The rumor mill has been worked into a lather about a reduction in force at Marcum (someone in the comments says that’s BS though we did get confirmation of some kind of private equity deal coming down the pipe), lots of performance discussions at Deloitte after promotions were unexpectedly delayed for many, and possible silent layoffs at EY by way of liberal PIP distribution. It’s rough out there, people. The big conspiracy is that firms want to trim headcounts without all the sensational headlines about layoffs.
For weeks there’s been a conspiracy theory floating around that PwC and Deloitte both will use soft return to office mandates (in PwC’s case, “expectations”) to call the bluff of everyone who said “if I ever get forced back into the office I’ll quit.” Lo and behold, Tim Ryan announced a sort of return to office at PwC yesterday.

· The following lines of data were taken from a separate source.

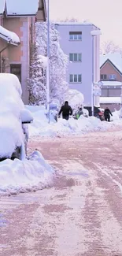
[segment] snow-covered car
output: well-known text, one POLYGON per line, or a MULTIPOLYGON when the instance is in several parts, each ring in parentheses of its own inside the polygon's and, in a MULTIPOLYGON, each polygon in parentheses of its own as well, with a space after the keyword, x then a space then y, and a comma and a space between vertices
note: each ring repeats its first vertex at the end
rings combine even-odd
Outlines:
POLYGON ((28 124, 33 117, 25 109, 21 95, 17 76, 0 73, 0 161, 22 159, 26 154, 28 124))

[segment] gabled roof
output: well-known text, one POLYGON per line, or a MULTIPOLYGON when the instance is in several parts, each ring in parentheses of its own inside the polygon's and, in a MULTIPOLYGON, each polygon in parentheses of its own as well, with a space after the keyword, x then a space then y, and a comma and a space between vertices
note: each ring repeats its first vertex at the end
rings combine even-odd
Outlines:
POLYGON ((122 58, 120 54, 108 54, 100 56, 100 69, 105 65, 105 63, 109 62, 113 67, 120 73, 122 73, 122 58))
POLYGON ((93 23, 91 22, 73 22, 73 21, 66 21, 66 22, 56 22, 56 25, 60 26, 94 26, 97 29, 100 30, 99 28, 96 27, 93 23))
POLYGON ((122 83, 120 81, 102 81, 102 87, 121 87, 122 83))
POLYGON ((0 0, 0 14, 6 10, 7 17, 35 16, 39 2, 39 0, 0 0))
POLYGON ((14 46, 18 46, 20 44, 18 35, 2 26, 0 26, 0 38, 14 46))

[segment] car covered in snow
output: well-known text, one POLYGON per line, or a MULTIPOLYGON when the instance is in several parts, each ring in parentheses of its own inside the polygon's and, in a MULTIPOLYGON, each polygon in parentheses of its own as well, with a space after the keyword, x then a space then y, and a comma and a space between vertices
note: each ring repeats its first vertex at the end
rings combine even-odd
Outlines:
MULTIPOLYGON (((91 106, 84 106, 83 109, 88 111, 89 117, 92 116, 91 106)), ((101 121, 104 121, 104 109, 98 108, 97 106, 94 106, 94 115, 95 117, 100 119, 101 121)))
POLYGON ((28 124, 33 117, 25 108, 21 96, 17 76, 0 73, 0 161, 22 159, 26 155, 28 124))

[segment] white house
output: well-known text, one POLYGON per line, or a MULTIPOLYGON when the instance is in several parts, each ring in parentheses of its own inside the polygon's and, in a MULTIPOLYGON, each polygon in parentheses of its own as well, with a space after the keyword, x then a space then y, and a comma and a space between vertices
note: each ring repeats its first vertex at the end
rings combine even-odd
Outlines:
POLYGON ((99 31, 99 28, 93 24, 77 22, 59 22, 55 26, 60 33, 61 47, 69 57, 67 71, 69 87, 83 93, 85 105, 91 106, 93 56, 94 80, 98 82, 100 80, 100 35, 94 36, 92 41, 91 32, 99 31))

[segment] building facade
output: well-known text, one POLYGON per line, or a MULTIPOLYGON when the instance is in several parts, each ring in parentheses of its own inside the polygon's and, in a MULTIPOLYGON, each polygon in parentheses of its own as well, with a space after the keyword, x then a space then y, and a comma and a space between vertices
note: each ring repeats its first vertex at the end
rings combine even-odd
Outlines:
POLYGON ((0 72, 18 76, 25 104, 28 103, 28 78, 35 24, 45 20, 44 0, 0 1, 0 72))
POLYGON ((100 79, 102 82, 101 106, 120 109, 122 87, 122 58, 114 53, 101 55, 100 79))
POLYGON ((94 36, 93 53, 91 32, 99 28, 92 24, 73 22, 61 22, 56 24, 55 26, 60 33, 61 47, 69 58, 67 71, 67 82, 69 87, 83 93, 85 105, 91 106, 93 56, 94 80, 98 82, 100 80, 100 36, 94 36))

A return to office will no doubt trim some fat but we’re also hearing that performance discussions are going to be extra hard this year.

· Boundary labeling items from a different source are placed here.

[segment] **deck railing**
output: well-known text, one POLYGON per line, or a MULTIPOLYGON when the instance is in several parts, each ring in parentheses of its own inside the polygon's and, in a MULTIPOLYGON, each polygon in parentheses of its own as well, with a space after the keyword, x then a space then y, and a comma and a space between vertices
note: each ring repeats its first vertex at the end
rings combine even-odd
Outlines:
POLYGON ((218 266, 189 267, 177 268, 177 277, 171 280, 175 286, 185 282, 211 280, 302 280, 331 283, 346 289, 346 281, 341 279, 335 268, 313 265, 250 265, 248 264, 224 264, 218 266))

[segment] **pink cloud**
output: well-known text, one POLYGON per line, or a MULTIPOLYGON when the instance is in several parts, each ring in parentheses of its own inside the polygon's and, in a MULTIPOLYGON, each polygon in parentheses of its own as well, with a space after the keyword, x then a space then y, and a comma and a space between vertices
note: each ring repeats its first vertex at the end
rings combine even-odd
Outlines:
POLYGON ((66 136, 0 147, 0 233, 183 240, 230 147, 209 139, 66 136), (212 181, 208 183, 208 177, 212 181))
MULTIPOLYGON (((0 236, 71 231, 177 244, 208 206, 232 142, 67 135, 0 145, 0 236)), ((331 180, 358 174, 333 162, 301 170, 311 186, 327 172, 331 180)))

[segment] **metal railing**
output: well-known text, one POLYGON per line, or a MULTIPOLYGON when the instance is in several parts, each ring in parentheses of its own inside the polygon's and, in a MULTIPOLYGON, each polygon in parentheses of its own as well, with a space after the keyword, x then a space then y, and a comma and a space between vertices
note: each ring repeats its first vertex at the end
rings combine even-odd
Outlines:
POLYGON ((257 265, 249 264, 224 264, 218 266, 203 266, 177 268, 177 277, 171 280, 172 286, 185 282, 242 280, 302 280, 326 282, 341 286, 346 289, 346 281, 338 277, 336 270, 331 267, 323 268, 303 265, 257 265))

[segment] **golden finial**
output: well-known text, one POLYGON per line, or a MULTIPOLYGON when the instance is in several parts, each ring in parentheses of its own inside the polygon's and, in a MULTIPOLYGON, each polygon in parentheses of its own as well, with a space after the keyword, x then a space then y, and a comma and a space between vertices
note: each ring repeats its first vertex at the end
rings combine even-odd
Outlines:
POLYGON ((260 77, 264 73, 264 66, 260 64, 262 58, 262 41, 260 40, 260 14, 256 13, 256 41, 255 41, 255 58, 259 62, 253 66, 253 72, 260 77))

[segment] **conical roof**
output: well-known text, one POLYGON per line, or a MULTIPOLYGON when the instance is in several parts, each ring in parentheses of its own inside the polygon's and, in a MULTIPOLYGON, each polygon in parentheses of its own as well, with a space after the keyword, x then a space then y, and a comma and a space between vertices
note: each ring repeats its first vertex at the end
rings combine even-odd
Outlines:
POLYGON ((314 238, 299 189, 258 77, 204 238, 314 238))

Here’s what our source says about upcoming career round table talks at PwC:
CRTs this year will be hard on people, last year they were allowing people to get by with things due to need but it’s going to be a rough CRT for people not hitting goals. They plan on cutting fat.
If the headcount reduction conspiracy is true, how are firms’ benches deep enough for all this fat cutting? Haven’t we heard nothing but ACCOUNTANT SHORTAGE for at least a year if not longer? One idea I’ve seen floated is that turnover is not as high as expected now that the economy has gone sour and the big spectacular offers of the recent past are beginning to dry up. The market for accountants is still hot, just not scalding like it was.
It was good while it lasted I guess.